Ajax: The Suicide
The Chorus, who have been obtuse throughout the play, have misunderstood Ajax’s parting words as a change of heart instead of a rueful admission that he misjudged the world he has lived in. The drama becomes more intense, when a messenger comes in to report on Teucer’s hostile reception in the Greek camp, and on the instructions he had received from Calchas the prophet NOT to let Ajax out of his hut. He also adds an account we should certainly accept that in his courage and self-reliance, Ajax had informed Athena she should not waste her time helping him in battle, when it was other Greek fighters who need her assistance. This behavior is consistent with his previous condescension in telling her he would obey her in all else but his plans for Odysseus.
Ajax, about to carry out his plans, appears once more but not to kill himself on stage—that would be sacrilegious. He quite correctly anticipates that his body will be dishonored and he asks the messenger to make sure Teucer finds it and does what is proper. Many readers and scholars assume he regards violation of the corpse as an act that will prevent him from finding peace in death. This is certainly a reasonable assumption, but the point is not made here.
Rather many lines have been athetized, that is, marked for deletion as later additions which strike some scholars as inappropriate—his continuing rage against the Atridae, for example. With his last words, he pays tribute to the beauty of Salamis and the glory of Athens, sentiments that would have struck a deeper chord with Athenian spectators than they might with American readers.
The chorus enter, filled with anxieties, and are in time to hear Tecmessa’s cries of grief.
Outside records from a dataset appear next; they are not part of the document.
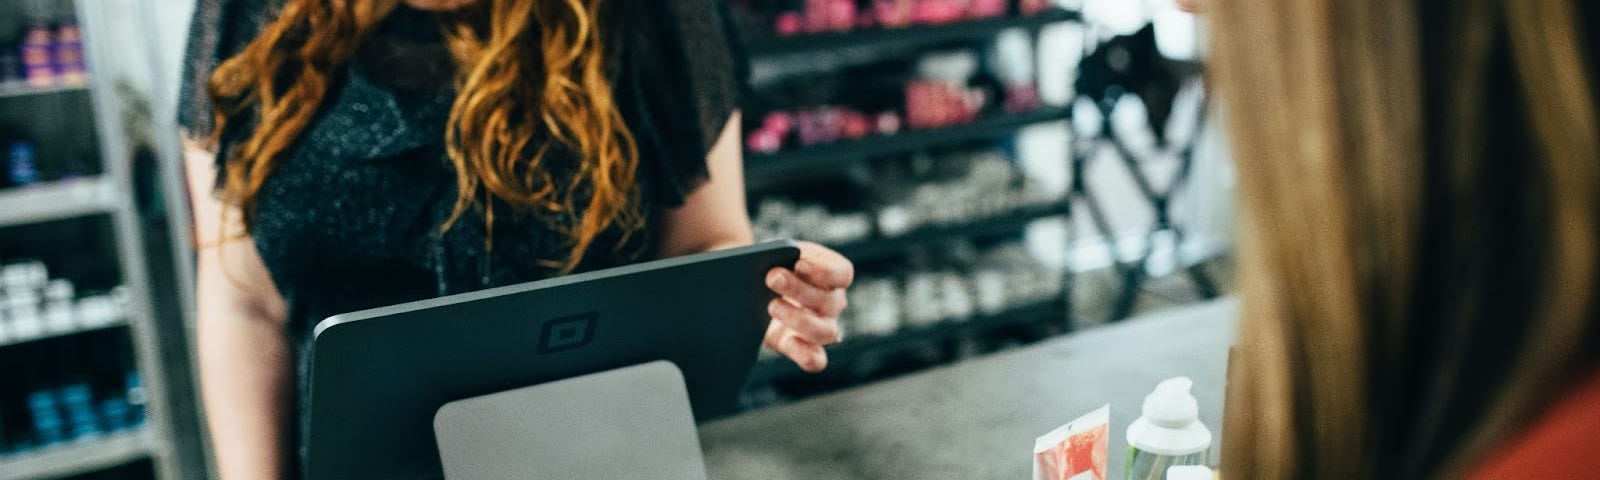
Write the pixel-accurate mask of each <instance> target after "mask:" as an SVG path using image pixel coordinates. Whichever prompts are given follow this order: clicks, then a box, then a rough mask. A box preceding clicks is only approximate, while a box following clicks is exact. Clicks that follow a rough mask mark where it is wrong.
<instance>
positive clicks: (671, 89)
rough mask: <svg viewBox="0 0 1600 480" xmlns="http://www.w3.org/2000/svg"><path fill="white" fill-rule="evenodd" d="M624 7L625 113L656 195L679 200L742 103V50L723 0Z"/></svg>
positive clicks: (654, 199)
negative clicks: (726, 9)
mask: <svg viewBox="0 0 1600 480" xmlns="http://www.w3.org/2000/svg"><path fill="white" fill-rule="evenodd" d="M630 6H632V8H634V11H632V13H629V14H626V16H627V19H629V21H627V22H626V24H630V27H629V35H627V42H629V45H627V46H624V50H626V58H624V64H626V66H624V69H622V75H624V78H619V80H621V82H618V85H616V86H618V90H619V91H621V93H622V94H621V99H619V102H621V107H622V110H624V115H627V114H630V112H632V115H630V117H632V118H630V123H632V130H634V136H635V139H637V141H638V142H640V155H642V163H643V166H645V168H654V170H658V176H656V178H658V179H659V181H661V182H659V184H661V186H658V187H656V197H658V198H654V200H656V202H661V203H664V205H666V206H677V205H682V203H683V198H685V197H686V195H688V194H690V192H693V190H694V189H696V187H699V186H701V184H704V182H706V181H707V179H709V171H707V166H706V155H707V154H709V152H710V147H712V144H715V142H717V136H718V134H720V133H722V128H723V126H725V125H726V123H728V118H730V117H731V115H733V112H734V110H736V109H738V107H739V91H741V85H742V78H744V70H746V66H744V53H742V48H741V45H739V42H738V38H739V37H738V35H736V32H734V30H733V27H731V19H730V16H728V11H726V3H725V2H723V0H634V3H632V5H630Z"/></svg>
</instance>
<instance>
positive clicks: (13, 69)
mask: <svg viewBox="0 0 1600 480" xmlns="http://www.w3.org/2000/svg"><path fill="white" fill-rule="evenodd" d="M0 50H3V51H6V53H5V54H0V90H11V88H45V86H56V85H83V83H85V82H88V69H86V66H85V62H83V34H82V30H78V24H77V21H75V19H70V18H67V19H61V21H58V22H54V24H51V22H50V21H48V19H35V21H32V22H30V24H29V26H27V29H24V30H22V38H21V40H19V42H16V43H11V45H6V46H0Z"/></svg>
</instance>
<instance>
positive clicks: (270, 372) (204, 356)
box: [197, 278, 293, 480]
mask: <svg viewBox="0 0 1600 480" xmlns="http://www.w3.org/2000/svg"><path fill="white" fill-rule="evenodd" d="M216 282H229V280H227V278H202V283H200V285H202V286H200V291H198V293H200V298H202V301H200V315H198V317H200V322H198V325H197V339H198V357H200V390H202V397H203V402H205V418H206V427H210V432H211V450H213V454H214V458H216V467H218V475H219V477H221V478H224V480H242V478H243V480H248V478H283V474H285V472H286V469H290V467H291V464H290V461H288V459H286V453H288V451H290V450H288V448H286V445H288V443H286V442H288V438H283V437H285V435H283V432H285V430H286V422H288V421H290V419H286V414H285V413H286V411H288V408H286V406H288V402H291V398H293V397H291V394H290V390H291V386H293V381H291V373H293V368H291V360H290V358H291V355H290V344H288V338H286V336H285V333H283V328H282V323H280V322H272V320H270V318H259V317H261V315H259V314H253V312H250V310H248V309H238V307H234V306H227V304H226V301H210V302H208V301H206V299H208V298H210V299H218V298H219V294H216V293H211V291H208V290H222V288H208V286H218V283H216ZM224 288H226V286H224ZM224 296H226V294H224Z"/></svg>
They realize their folly in taking seriously what appeared to be his repentance. They say they appreciate her grief, but she tells them that woes that only seem so to them are the complete object of her thoughts. The chorus assume that Odysseus will be delighted to mock the sad death of his enemy, but Tecmessa understands how much the Greeks have lost and makes it a general observation that we fail to appreciate our benefactors until they are gone. I may be off base, but I cannot help thinking of the exile of Ajax’s kinsman Cimon, the greatest of the Athenians of his time, but set aside in favor of the glib (and, one has to admit heroic) Pericles.
Teucer arrives, and his grief, extreme as it is, leaves room for the consideration of his future. What sort of greeting will he receive from Telamon his father? He remembers that the sword with which Ajax has killed himself was a fatal gift from Hector, who now has his revenge—a thought that had previously occurred to his brother. But ultimately, it is the gods who are responsible for this—and for everything significant in human life. Others are free to think otherwise.